On pivoting from philosophy to science:
I was in college and had no physics or particularly strong math background. I started wanting to study philosophy. I did science classes because they were part of the requirement. I thought physicists memorized equations and just recited facts. I had no idea what it was at all. The word sounded bad. And then in one of my classes, this guy came in to give a job talk. He had a Ph.D. in physics and was talking about the philosophy of physics. I was extremely moved, and this is something that still moves me: [Science] simply is true for all of us. It doesn’t matter if you are European or if you’re from Bangladesh. My collaborations go on with people around the world. My student from Hong Kong doesn’t have a different relativity than me. It’s just real. It’s thrilling. I think that’s also why I love talking about science as part of culture. While everyone is hitting cultural problems on the nose, what is undervalued is how transcendent and healing and connecting science can be just because of that.
On wearing many hats:
It’s very complicated.
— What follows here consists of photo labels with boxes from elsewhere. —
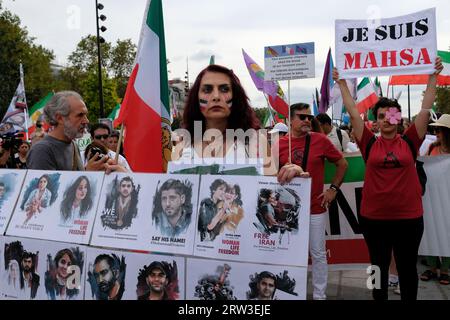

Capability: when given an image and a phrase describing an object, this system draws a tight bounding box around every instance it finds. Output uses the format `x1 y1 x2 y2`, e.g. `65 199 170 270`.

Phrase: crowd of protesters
0 55 450 300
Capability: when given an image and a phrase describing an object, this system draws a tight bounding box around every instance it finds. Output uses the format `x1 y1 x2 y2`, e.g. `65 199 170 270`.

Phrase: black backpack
366 135 427 196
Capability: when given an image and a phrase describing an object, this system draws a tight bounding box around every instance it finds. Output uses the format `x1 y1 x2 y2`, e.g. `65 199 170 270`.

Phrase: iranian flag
389 51 450 86
107 103 120 128
117 0 171 173
28 92 54 134
356 77 379 113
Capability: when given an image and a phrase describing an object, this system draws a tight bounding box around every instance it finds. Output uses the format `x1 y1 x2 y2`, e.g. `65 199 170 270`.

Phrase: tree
60 35 136 122
0 1 54 118
63 35 136 122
I’m a full-time professor so in the summer that means a lot of research. At Pioneer Works we’re starting to get back into the world with live-programming. And in the interim, I’m editor-in-chief of The Broadcast. I have a li’l team of editors who are always trying to commission cool people — we’re still figuring out as a group what we run, what we don’t run, why we think something works, why it didn’t work — so really, crafting the identity of The Broadcast.
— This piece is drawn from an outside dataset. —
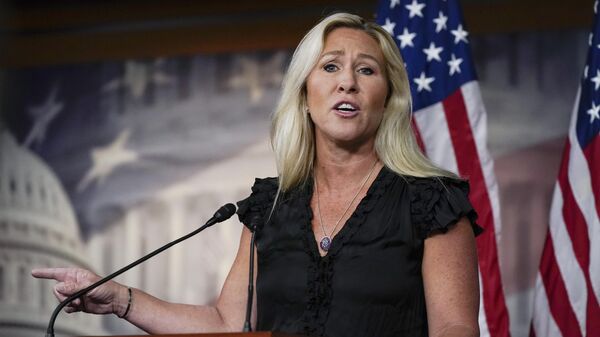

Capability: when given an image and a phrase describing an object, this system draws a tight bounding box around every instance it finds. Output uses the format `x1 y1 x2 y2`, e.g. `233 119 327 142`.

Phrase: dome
0 129 99 336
On science as a part of culture:
For me, silos between disciplines have always been weird. All children draw. All children experiment with the earth and measure things and figure out how water pours. They’re experimental. The divisions that come later are the artifice. Not that we’re all naturally scientists and artists, and I don’t confuse those two. We’re not born into these bizarre molds from which we can’t lift our eyes. That’s just nonsense, and very harmful, creatively. For example, I’m visually inclined. A lot of the math I like is very visual, and even though it’s calculations on paper, there’s a big visual geometric element. A lot of drawings and thinking about space and orientation.
On making time for big ideas:
During lockdown, it was meetings all day long, every day, and it was draining and unproductive. I’d exit the eight-hour workday and [then] have to get started on real stuff. That was actually quite devastating, and I think bad for the mind. A lot of what I do, I’m doing for my own sake ’cause I love it. I genuinely am doing it to keep myself from losing my own mind. That’s probably the hardest part, balancing what needs to be done and how you set aside time to do something really grand.
On motherhood:
What happens with kids — and nobody told me this — is they consume you when they’re very young, and then they go through a phase where it’s best for both of you to have a little space. You’re still there for them but you don’t want to be hovering. And then they come back again as teenagers where suddenly it’s like, Oh my God, they need you again. What everyone says is true: You don’t figure it out until you’ve made all your mistakes. A very dear friend said to me, “You’re gonna fuck up.” And I was like, “Whatt? Nuh-uh, I’m gonna do this right!” And ugh, every time I [mess up] I think about him. It’s very intense. You have to kind of tear yourself down in the process. You have to destroy a lot of your own ego in the process, to make room for theirs to grow.
On confidence:
I have many, many times suffered from terrible, crippling self-doubt. The worst thing is to seek approval from other people when you’re in that frame of mind, and it’s the first thing most people do. First, get a solid foundation in the thing that then defines you. From there, you can write a book, write a novel, experiment with film. I do have confidence in my own judgement. I rely on my own harsh criticism of my work. I think that’s held me in good stead. You hear Zadie Smith talk about this. Sometimes she sits down to write and someone really good shows up, and sometimes not, and you have to be able to know the difference. It’s crucial. I’m pretty quick to admit to mistakes, and I think that also helps. You have to be willing to point to it and say, That wasn’t good judgement.